Dollar gains after U.S. election, fiscal worries dominate
NEW YORK (Reuters) - The dollar rose to a two-month high against major currencies on Wednesday as investors shifted focus to U.S. fiscal woes after President Barack Obama's re-election, bolstering the appeal of the safe-haven U.S. currency.
The euro came under pressure after ECB President Draghi said the bank expects the euro zone economy to remain weak "in the near term," adding to investor nervousness ahead of the central bank's policy meeting on Thursday.
The U.S. president faces a fresh challenge confronting the "fiscal cliff," a mix of tax increases and spending cuts due to extract some $600 billion from the economy starting January 1 barring a deal with Congress.
"Key macroeconomic and event risks persist, including the ability of U.S. policy-makers to effectively address the looming U.S. 'fiscal cliff' and the unrelenting negative news flow emanating from the euro zone's sovereign debt crisis," said Samarjit Shankar, managing director of global FX strategy at BNY Mellon in Boston.
"These may prove to be supportive of the greenback as investors stay cautious."
The dollar index, which tracks the greenback versus a basket of currencies, rose 0.3 percent to 80.812 .DXY, having hit as high as 80.924, its highest since September 7.
In the past several years, the dollar has tended to benefit from bad news about the global economy, even when the worries stem from the United States, because investors see the U.S. Treasury market as a safe haven.
"And while there's evidence that relation has moderated, it's still there," said Ron Leven, senior currency strategist at Morgan Stanley in New York.
The euro fell as low as $1.2734 on Reuters data, a two-month low, hurt by grim economic forecasts for the euro zone and continued sovereign debt-related worries in Greece and Spain. It was last at $1.2761, down 0.4 percent. Against the yen, it lost 1.1 percent to 101.87 yen.
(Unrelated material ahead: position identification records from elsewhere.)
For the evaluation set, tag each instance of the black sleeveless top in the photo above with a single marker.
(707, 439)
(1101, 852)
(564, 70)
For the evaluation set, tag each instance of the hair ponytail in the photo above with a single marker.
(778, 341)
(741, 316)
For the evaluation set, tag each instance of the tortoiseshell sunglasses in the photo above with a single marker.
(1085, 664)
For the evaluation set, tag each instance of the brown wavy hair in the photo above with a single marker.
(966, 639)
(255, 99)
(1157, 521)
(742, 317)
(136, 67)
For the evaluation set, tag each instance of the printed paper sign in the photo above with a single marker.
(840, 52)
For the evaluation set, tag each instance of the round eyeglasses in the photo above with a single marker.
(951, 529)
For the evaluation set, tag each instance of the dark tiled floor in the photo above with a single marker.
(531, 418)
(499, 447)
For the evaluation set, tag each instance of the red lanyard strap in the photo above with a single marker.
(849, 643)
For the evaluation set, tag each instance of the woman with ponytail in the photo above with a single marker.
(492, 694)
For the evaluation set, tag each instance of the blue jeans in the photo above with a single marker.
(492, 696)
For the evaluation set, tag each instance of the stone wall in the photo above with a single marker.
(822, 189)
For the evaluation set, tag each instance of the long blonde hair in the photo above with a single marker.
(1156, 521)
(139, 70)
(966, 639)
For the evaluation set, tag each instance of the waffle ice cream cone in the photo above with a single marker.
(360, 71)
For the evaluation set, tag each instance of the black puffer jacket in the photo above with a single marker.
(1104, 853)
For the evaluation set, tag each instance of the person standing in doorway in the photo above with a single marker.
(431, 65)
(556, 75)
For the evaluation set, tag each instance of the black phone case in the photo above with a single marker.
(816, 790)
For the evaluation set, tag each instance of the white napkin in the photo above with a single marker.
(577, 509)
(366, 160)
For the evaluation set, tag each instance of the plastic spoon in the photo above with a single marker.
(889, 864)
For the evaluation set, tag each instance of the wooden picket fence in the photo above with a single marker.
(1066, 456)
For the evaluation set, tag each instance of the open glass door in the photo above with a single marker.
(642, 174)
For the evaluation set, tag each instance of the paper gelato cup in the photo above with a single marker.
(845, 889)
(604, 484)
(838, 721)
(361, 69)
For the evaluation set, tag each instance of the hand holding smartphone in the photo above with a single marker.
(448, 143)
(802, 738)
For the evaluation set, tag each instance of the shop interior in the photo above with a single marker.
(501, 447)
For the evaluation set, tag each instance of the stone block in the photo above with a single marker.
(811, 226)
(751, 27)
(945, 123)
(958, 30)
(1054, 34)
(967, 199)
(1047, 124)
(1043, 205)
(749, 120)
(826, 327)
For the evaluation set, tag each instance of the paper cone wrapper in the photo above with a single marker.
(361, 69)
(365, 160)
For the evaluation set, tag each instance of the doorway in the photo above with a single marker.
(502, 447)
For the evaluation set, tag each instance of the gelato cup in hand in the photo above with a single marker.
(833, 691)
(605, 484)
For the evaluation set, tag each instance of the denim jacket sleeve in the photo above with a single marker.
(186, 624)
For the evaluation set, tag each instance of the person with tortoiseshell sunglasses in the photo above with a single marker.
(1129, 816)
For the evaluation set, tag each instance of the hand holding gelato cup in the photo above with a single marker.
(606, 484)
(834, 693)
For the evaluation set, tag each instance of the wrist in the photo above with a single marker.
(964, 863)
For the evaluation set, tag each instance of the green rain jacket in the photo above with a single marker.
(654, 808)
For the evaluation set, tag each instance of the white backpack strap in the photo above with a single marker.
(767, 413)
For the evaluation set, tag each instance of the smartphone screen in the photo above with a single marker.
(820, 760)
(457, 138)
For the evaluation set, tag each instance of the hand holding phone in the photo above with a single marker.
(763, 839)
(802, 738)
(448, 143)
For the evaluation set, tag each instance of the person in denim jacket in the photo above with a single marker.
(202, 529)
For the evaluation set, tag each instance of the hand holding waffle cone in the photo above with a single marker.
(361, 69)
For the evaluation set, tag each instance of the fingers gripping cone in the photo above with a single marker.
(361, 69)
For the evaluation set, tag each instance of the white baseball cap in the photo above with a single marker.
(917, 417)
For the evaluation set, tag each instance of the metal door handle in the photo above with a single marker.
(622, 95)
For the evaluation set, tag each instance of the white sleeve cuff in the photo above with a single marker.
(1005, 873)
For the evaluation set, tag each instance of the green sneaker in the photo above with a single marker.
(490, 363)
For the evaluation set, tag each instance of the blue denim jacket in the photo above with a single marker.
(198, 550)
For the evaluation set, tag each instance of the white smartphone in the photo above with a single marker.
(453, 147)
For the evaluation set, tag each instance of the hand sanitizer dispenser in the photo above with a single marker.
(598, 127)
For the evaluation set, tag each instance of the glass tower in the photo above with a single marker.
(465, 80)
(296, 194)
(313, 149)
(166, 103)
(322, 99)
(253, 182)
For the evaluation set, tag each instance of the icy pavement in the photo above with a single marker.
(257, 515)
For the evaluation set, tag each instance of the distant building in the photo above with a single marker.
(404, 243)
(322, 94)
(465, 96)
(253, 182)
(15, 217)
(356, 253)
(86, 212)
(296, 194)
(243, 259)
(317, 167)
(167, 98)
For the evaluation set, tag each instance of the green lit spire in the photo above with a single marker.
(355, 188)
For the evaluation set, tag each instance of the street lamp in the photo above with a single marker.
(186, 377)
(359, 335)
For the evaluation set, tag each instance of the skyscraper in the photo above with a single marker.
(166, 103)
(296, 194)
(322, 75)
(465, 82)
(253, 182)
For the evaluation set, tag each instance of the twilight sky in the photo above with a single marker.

The currency faced further pressure ahead of a Greek parliamentary vote on austerity measures necessary to secure the next tranche of bailout cash, without which the country faces bankruptcy.
"If the Greek vote doesn't go through, there is a lot of downside risk to the euro as talk of a Greece exit will re-emerge," said Jane Foley, senior currency strategist at Rabobank.
Prime Minister Antonis Samaras is expected to narrowly win but the smallest party in his coalition will oppose the measures, leaving him with a margin of just a handful of votes.
The market also remained concerned that Spain could delay seeking international aid.
The European Central Bank will decide on interest rates on Thursday and while no change is expected, a slew of grim data out of the euro zone is likely to keep alive chances of further cuts.
Earlier in the day, the clear-cut U.S. election result had lifted stocks and riskier currencies. The higher-yielding Australian dollar rose to its highest in nearly seven weeks against the greenback and the Canadian dollar hit a three-week peak.
But that trend soon fizzled out as investors turned their attention to the euro zone's problems and the U.S. fiscal cliff.
Some analysts said strength in the dollar could be limited as Obama's win means the Federal Reserve's monetary policy is likely to remain accommodative.
Against the yen, the dollar fell to as low as 79.79 yen on Reuters data, well below its six-month high of 80.67 hit last week. It was last down 0.6 percent at 79.86 as yields on U.S. Treasuries fell sharply. <US/>
Analysts at Morgan Stanley said they are maintaining their bullish strategy for dollar/yen and expected a re-test of the 80.70 high, with a break above their opening the way for gains towards their 84.00 target.